A lo largo de la Edad del Bronce, hasta inicios del I milenio a.C., tres grandes corrientes culturales afectan a las distintas regiones de la Península Ibérica según su situación geográfica, favorecidas por jerarquías guerreras que controlaban sociedades cada vez más complejas, que acabaron por cristalizar en las etnias prerromanas descritas por los historiadores griegos y romanos en el último milenio a.C.
Las regiones atlánticas mantuvieron desde el Campaniforme crecientes intercambios, basados en oro, estaño y cobre, con Bretaña y las Islas Británicas, regiones de clima y formas de vida ganadera similares y con poblaciones indoeuropeas próximas al mundo celta. Por los Pirineos, a fines del II milenio a.C., la Cultura de los Campos de Urnas, extendida desde Europa Central hasta el Valle del Ebro y la Meseta, introdujo importantes cambios en la cultura material, la sociedad y la lengua, pues de ella proceden los celtíberos y otros pueblos similares.
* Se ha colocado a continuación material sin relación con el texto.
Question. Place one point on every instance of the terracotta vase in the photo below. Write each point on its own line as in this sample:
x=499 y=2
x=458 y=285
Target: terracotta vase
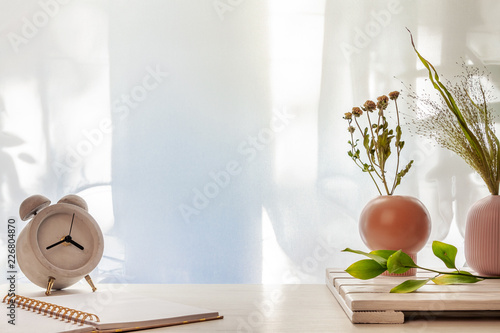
x=482 y=236
x=393 y=222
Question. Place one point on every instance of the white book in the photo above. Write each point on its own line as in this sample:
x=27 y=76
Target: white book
x=102 y=311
Estas gentes, asentadas en la Meseta, asimilaron poblaciones anteriores de tradición atlántica de lengua y cultura proto-celtas, tronco del que procederían Vacceos, Vetones, Lusitano-Galaicos, Astures, Cántabros, pero también los Bárdulos, Caristios y Autrigones del País Vasco, cuyas gentes eran de habla y cultura celtas, frente a lo que se supone o nos hacen creer. Sólo por el Norte de Navarra y los Pirineos hasta la Aquitania francesa se extendían los Vascones, de lengua no indoeuropea, que alcanzaron el Ebro desplazando a gentes de los Campos de Urnas, por lo que el Euskera no era la lengua del País Vasco durante la Prehistoria.
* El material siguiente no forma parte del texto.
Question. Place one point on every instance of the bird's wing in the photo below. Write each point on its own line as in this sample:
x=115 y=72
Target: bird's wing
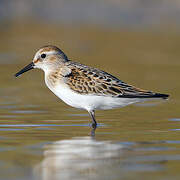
x=87 y=80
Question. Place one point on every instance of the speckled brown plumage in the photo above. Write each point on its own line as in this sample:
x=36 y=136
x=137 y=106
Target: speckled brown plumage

Durante el I milenio antes de Cristo el Mediterráneo pasó de nuevo a tener un papel fundamental. Gentes del Mediterráneo Oriental y del Egeo ya a fines del II milenio a.C. abrieron rutas que fueron seguidas por los fenicios a partir del siglo X a.C., por los jonios desde el VII y, finalmente, por púnicos y romanos, lo que integró a Hispania en el mundo civilizado de la Antigüedad.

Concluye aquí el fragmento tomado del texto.